Professor Dominic Wring

BA (Nottingham), PhD (Cambridge)

  • PGT Programme Leader (ESRC DTP) (Communication and Media)
  • Professor of Political Communication

Since joining the University in 1997 Dominic has been primarily engaged in exploring the relationships between the media, communication and politics. He co-founded and then convened the UK Political Studies Association's Media Politics Group for a decade and subsequently served as Chair of the International Political Science Association’s Research Committee for Political Communication. He also helped launch the Journal of Political Marketing, serving as its first European Editor and on its editorial board as well as those of the Journal of Public Affairs and the Central European Journal of Communication. His work has been translated into French, Italian, Romanian and Spanish. Currently He is lead editor of the Political Communication series of books, a volume of which has appeared after every British General Election since 1979. He served as an expert witness during the UK Competition Commission inquiry into BSkyB’s controversial acquisition of ITV shares.

Dominic has been involved in successive CRCC studies into how legacy news media cover politics and, more particularly, UK campaigns.
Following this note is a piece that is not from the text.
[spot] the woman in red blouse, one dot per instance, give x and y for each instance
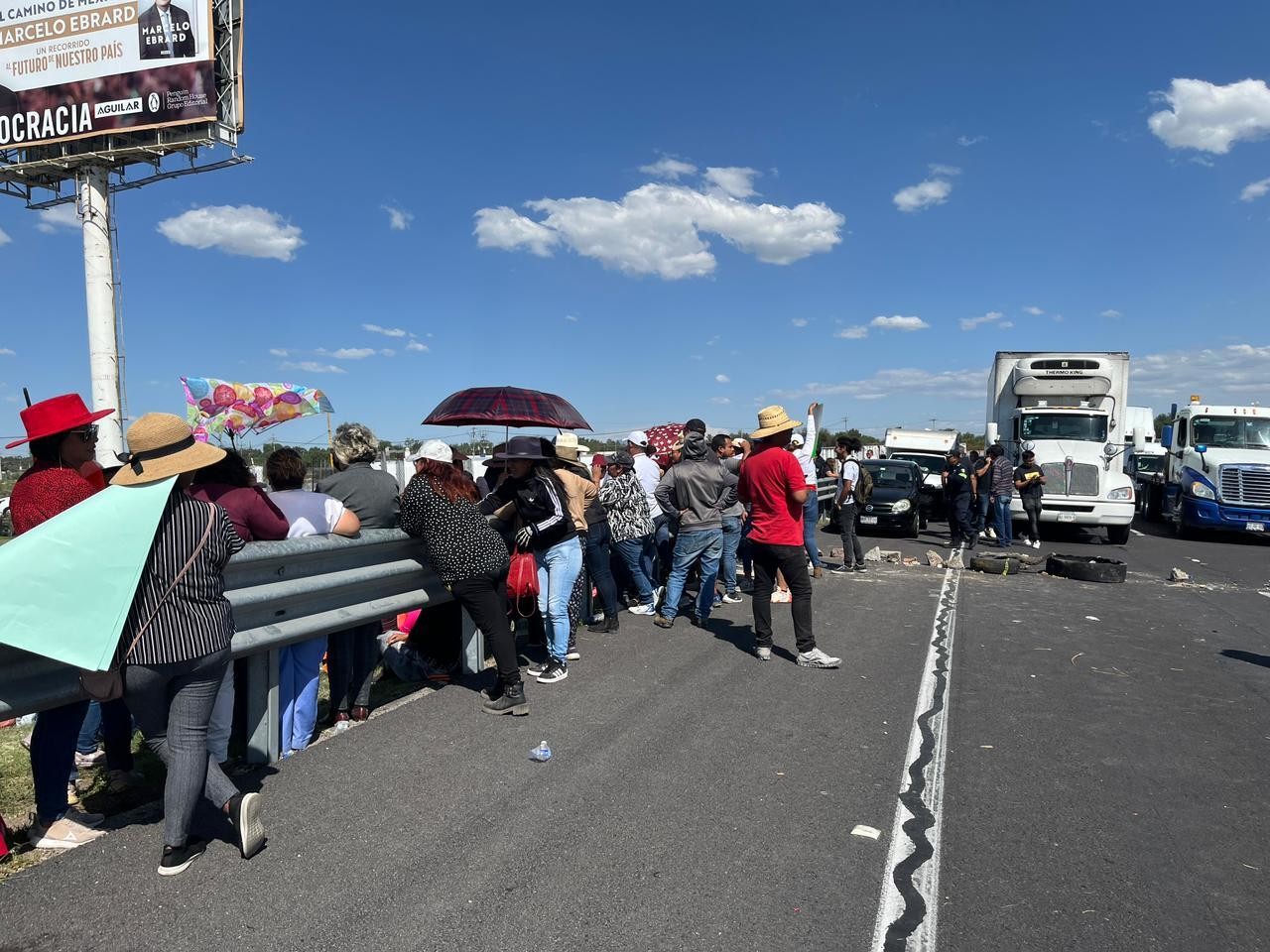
(63, 435)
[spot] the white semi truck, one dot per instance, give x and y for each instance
(1070, 409)
(1218, 467)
He has been involved in extensive content analyses of British General Elections that first started two decades ago and, most recently, have included the momentous 2016 ‘Brexit’ Referendum together with the 2017 and 2019 campaigns.  An important dimension to this work, co-authored with David Deacon, has been to track and understand the changing patterns of press partisanship.  The stark (and literally) black and white declarations that typified the ‘Tory press’ during the Thatcher era have way to a so-called ‘Tony press’ whose endorsements were characteristically more qualified in their support of Blair (rather than his party).  Recent elections have seen something of a return to the kind of partisanship witnessed in the 1980s, and the project is continuing to examine how contemporary print editorialising compares with that from previous periods. 
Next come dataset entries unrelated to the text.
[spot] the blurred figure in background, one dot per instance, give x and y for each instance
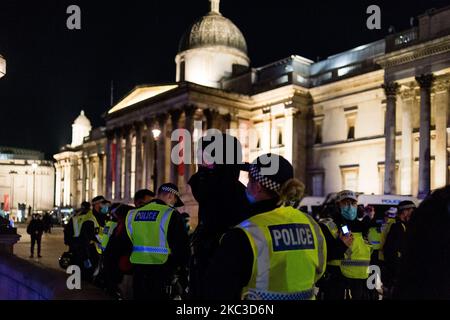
(222, 204)
(394, 247)
(35, 229)
(112, 254)
(424, 271)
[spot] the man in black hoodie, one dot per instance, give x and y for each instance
(35, 230)
(222, 203)
(394, 246)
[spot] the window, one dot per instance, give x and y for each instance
(350, 128)
(350, 116)
(318, 134)
(350, 176)
(317, 185)
(280, 138)
(381, 171)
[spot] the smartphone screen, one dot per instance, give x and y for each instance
(345, 230)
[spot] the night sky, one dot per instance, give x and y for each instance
(53, 73)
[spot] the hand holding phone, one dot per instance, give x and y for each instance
(346, 236)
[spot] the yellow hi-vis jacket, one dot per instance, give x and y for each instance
(356, 262)
(78, 222)
(107, 233)
(147, 228)
(289, 255)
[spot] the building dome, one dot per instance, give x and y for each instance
(210, 50)
(213, 30)
(81, 128)
(82, 120)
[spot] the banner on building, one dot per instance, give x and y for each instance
(6, 202)
(113, 161)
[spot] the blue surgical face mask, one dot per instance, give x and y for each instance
(250, 197)
(104, 209)
(349, 213)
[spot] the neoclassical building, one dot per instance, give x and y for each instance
(374, 119)
(26, 178)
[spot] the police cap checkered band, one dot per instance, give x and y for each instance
(406, 205)
(266, 182)
(170, 190)
(346, 194)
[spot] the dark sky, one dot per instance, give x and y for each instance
(53, 73)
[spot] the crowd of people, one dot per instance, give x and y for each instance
(253, 243)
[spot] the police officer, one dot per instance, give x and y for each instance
(87, 231)
(160, 248)
(394, 247)
(348, 252)
(276, 254)
(142, 197)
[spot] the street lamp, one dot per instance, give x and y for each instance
(34, 166)
(156, 133)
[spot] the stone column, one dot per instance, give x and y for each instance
(302, 124)
(441, 158)
(189, 112)
(108, 151)
(58, 188)
(83, 179)
(92, 167)
(175, 118)
(118, 164)
(390, 89)
(425, 82)
(139, 156)
(226, 122)
(127, 155)
(149, 156)
(100, 185)
(406, 154)
(161, 150)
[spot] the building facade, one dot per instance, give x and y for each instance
(26, 179)
(374, 119)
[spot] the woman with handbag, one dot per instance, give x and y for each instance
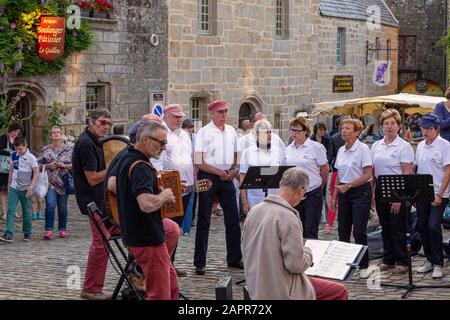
(57, 159)
(6, 148)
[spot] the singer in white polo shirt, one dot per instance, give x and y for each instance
(354, 165)
(216, 158)
(261, 153)
(310, 156)
(433, 157)
(392, 156)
Dominic's interest in the electoral process derives from earlier work on campaigning.  His monograph The Politics of Marketing of the Labour Party placed the so-called ‘New’ party’s approach in historical context by demonstrating how its embrace of professional techniques and expertise was - contrary to a received wisdom promoted by Philip Gould, Peter Mandelson and others - more a case of evolution than revolution. The book was well received:  ‘excellent study’ (Ivor Gaber, Journalism); ‘scrupulously well-researched, well-written and clearly argued…  demolishes a number of myths’ (Eric Shaw, Public Administration); 'a superb book. It whets the appetite — at least it did mine — leaving me wanting to know more about the Labour Party in the past... all good books leave you hungry. This one certainly does' (David Coates, British Politics).

Dominic's teaching explores the print, broadcast and advertising media. Introductory modules consider the development and influence of newspapers, radio and television. The unit Promotional Culture critically analyses the growth and importance of advertising, public relations and market research and these processes’ social, political and economic significance. A postgraduate option Marketing Politics reviews how, when and why election campaigns have developed since the advent of mass democracy at the turn of the Twentieth Century. Particular attention is given to the continuities and changes in strategies, techniques and the use of experts such as so-called ‘spin-doctors’ in the United States, Britain and elsewhere. 

He has extensive experience of supervising and examining PhD students and has also served as a guest lecturer and external examiner for universities in the UK, Europe and further afield.

Recent postgraduate research students

  • Nadilla Jamil (2018) "Selling Race and God during the GE13: A Discourse-Historical Analysis of Editorials and Columns in Mainstream Malay and English-language newspapers during the 13th General Election in Malaysia". Co-supervised by John Richardson and Michael Skey.
  • Emily Harmer (2013) "Representations of Women as Voters and Politicians: a Historical Survey". Co-supervised by Liesbet van Zoonen. Economic and Social Research Council sponsored. Dr Harmer is now Lecturer in Media at the University of Liverpool.
  • Nour Shreim (2012) "War in Gaza: A Cross-Cultural Analysis of News Reporting and Reception". Co-supervised by John Richardson. University Scholarship funded. Dr Shreim now works in broadcasting specialising on Middle Eastern related issues.
  • Deena Dajani (2010) "A Nascent Arab Public Sphere?". Co-supervised by John Downey. University Overseas Research Scholarship and bursary grant. Dr Dajani became a Research Associate in Politics and IR with Open University and currently works at the LSE on the Resilient Communities, Resilient Cities? Programme.
  • George Tzogopoulous (2009) "Reporting Neo-conservatism". Greek Government sponsored. Dr Tzogopoulous is the author of two books US Foreign Policy in the European Media: Framing the Rise and Fall of Neoconservatism (IB Tauris) and The Greek Crisis in the Media: Stereotyping in the International Press (Ashgate) and is Senior Research Fellow at the Centre international de Formation Européenne and a frequent commentator on Greek, European and Chinese affairs. 
  • Scott Davidson (2008) "Ageing, citizenship and the media", Economic and Social Research Council sponsored. Dr Davidson is now a Lecturer in Media and Public Relations at the University of Leicester.